Monopole towers are used to support antenna arrays for wireless telecommunication systems. Monopole towers typically comprise a monopole, which is a hollow tubular structures, made of metal, with polygonal or circular cross section, relatively wider at the base, and tapering with elevation. Such towers typically further comprise structural enhancement attached to the bottom of the monopole, such as base plates. The towers are designed to support specified design loads. However, need may arise after the initial tower installation to exceed specified design loads. Thus it may become necessary to reinforce an existing tower to increase its load carrying capacity, such as to increase capacity to carry combined axial, moment and shear loading.

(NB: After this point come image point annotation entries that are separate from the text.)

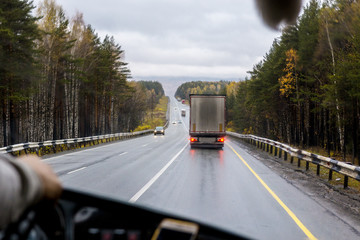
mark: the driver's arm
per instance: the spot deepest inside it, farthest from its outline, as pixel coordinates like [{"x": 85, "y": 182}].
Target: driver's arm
[{"x": 23, "y": 182}]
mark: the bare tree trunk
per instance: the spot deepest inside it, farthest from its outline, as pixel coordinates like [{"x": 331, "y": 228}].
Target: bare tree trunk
[{"x": 339, "y": 122}]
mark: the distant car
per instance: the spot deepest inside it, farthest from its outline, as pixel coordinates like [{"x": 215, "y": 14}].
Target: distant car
[{"x": 159, "y": 130}]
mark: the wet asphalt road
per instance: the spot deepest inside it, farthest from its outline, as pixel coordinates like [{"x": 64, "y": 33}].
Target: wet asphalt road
[{"x": 214, "y": 186}]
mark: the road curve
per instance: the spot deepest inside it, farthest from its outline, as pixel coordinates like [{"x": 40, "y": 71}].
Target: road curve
[{"x": 221, "y": 187}]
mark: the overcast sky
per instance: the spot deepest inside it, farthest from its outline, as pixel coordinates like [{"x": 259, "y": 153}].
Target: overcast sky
[{"x": 192, "y": 38}]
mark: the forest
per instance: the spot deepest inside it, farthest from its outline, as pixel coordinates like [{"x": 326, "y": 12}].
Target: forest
[
  {"x": 59, "y": 79},
  {"x": 306, "y": 90},
  {"x": 200, "y": 87}
]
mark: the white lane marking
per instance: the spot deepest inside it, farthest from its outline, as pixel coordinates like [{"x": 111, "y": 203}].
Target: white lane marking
[
  {"x": 151, "y": 182},
  {"x": 84, "y": 150},
  {"x": 76, "y": 170},
  {"x": 73, "y": 153}
]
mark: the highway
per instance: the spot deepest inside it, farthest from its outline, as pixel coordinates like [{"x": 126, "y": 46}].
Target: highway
[{"x": 228, "y": 188}]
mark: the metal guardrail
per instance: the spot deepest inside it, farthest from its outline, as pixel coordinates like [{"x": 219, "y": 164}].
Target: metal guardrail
[
  {"x": 54, "y": 146},
  {"x": 278, "y": 148},
  {"x": 67, "y": 144}
]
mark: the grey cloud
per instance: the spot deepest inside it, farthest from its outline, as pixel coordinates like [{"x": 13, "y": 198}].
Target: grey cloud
[{"x": 168, "y": 34}]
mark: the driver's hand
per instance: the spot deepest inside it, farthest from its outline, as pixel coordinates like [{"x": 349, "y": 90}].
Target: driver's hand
[{"x": 51, "y": 184}]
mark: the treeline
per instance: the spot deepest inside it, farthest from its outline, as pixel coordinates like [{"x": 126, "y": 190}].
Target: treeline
[
  {"x": 200, "y": 87},
  {"x": 154, "y": 92},
  {"x": 58, "y": 79},
  {"x": 306, "y": 90}
]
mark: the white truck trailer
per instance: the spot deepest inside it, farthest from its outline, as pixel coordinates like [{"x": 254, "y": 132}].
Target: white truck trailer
[{"x": 207, "y": 120}]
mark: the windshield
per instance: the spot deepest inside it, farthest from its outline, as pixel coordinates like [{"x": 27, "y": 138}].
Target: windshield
[{"x": 210, "y": 76}]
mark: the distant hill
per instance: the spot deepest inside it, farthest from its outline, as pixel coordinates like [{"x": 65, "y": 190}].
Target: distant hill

Antennae impart vertical compressive loads and significant bending moments on the tower. Wind imparts cyclic lateral loads and bending moments, which induces sway causing additional secondary bending moments. Reinforcement means must accommodate these loads.
One existing way to reinforce monopoles is to attach reinforcing rods to the sides of the tower. In such systems, the rods may be embedded in the foundation and tightly attached to the tower using mounting brackets at multiple elevations. An example of a mounting bracket comprises an angle iron bolted to the side of the tower with U-bolts that fasten the rods to the angle iron. Rods spaced a distance outboard of the tower increase the effective cross sectional moment of inertia and bending load capacity relative to the unreinforced tower. To transmit rod loads directly to the ground, some systems embed the rods directly in the tower foundation.

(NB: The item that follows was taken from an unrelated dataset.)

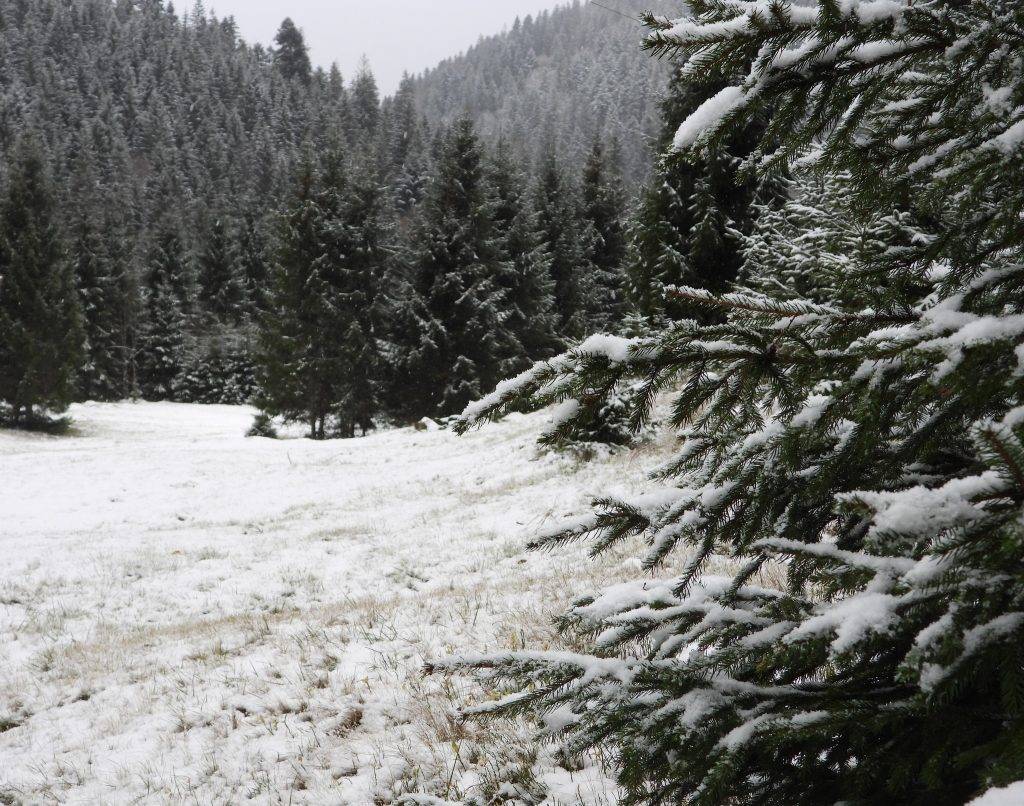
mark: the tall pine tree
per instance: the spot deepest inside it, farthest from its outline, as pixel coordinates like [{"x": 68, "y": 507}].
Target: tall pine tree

When the entire system is experiencing bending loads, such as under lateral wind loads, individual reinforcing rods on one side of the tower may be in tension while rods on the opposite side may be in compression. Loads in a reinforcing rod may alternate cyclically from tension to compression when the tower experiences back and forth sway in wind.

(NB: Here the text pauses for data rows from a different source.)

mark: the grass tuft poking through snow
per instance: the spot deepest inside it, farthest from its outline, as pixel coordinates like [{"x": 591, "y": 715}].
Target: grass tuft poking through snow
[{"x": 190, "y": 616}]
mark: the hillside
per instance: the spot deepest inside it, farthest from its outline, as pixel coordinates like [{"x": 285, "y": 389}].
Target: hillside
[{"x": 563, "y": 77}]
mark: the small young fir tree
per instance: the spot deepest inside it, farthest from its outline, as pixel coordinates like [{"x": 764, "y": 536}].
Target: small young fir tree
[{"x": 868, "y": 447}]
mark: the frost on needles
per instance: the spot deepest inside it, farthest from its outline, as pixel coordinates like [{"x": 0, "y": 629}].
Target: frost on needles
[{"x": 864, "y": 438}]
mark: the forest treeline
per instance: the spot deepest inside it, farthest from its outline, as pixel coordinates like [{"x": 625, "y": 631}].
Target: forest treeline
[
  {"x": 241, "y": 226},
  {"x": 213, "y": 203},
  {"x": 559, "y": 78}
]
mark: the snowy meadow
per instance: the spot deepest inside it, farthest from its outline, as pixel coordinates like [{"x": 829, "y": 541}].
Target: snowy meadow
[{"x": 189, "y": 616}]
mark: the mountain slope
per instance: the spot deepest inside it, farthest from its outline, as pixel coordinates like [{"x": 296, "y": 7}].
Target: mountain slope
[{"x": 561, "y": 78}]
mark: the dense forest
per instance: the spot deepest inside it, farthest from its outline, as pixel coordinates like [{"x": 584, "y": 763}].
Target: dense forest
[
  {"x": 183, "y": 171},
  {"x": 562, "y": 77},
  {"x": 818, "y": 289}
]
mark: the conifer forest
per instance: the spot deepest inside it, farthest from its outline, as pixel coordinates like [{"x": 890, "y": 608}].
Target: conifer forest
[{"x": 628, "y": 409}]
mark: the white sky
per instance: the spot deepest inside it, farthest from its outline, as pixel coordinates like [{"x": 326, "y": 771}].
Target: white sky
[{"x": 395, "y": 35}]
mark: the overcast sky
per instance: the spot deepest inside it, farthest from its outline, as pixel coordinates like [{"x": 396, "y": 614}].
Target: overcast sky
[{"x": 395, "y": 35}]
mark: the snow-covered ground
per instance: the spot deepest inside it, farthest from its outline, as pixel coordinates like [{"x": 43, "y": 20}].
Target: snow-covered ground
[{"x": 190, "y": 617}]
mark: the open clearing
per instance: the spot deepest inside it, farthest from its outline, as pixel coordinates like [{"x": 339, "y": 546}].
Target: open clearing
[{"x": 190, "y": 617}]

Existing systems rely on fixed attachment of the reinforcing bar rods at intermediate brackets that are spaced apart at vertical intervals. Fixed intermediate attachment affects the mechanical properties and mechanical behavior of the entire system and individual components thereof, including the pole, the brackets and the rods. The intermediate brackets experience significant loads. In addition, substantial assembly work is involved in making each intermediate connection separately, including mounting each bracket to the pole and mounting each bracket to the reinforcing rod. Typically, existing systems also embed reinforcing rods in the foundation by boring holes in the foundation, inserting rods in the holes, and then filling the remaining space in the holes with adhesive or grout to form the joint between the foundation and rod. This embedding procedure and resulting joint have undesirable qualities, such as undesirable qualities under cyclic loading.
There is a need for a monopole tower reinforcing system with a different type of intermediate support that simplifies assembly, that provides lateral spacing and stability to the reinforcing rods, and that may reduce support loads and provide axial freedom of deflection to the rod. There is also a need for a system that does not rely on embedded reinforcing rods in the foundation and using adhesives or grout to form the joint between the rods and foundation.
The present invention provides a fastener suitable for attaching standoffs and termination brackets to monopole towers in reinforcement systems that fills those and other needs. The fastener has inherent application for fastening parts in general, without need for a threading step to tighten the fastener.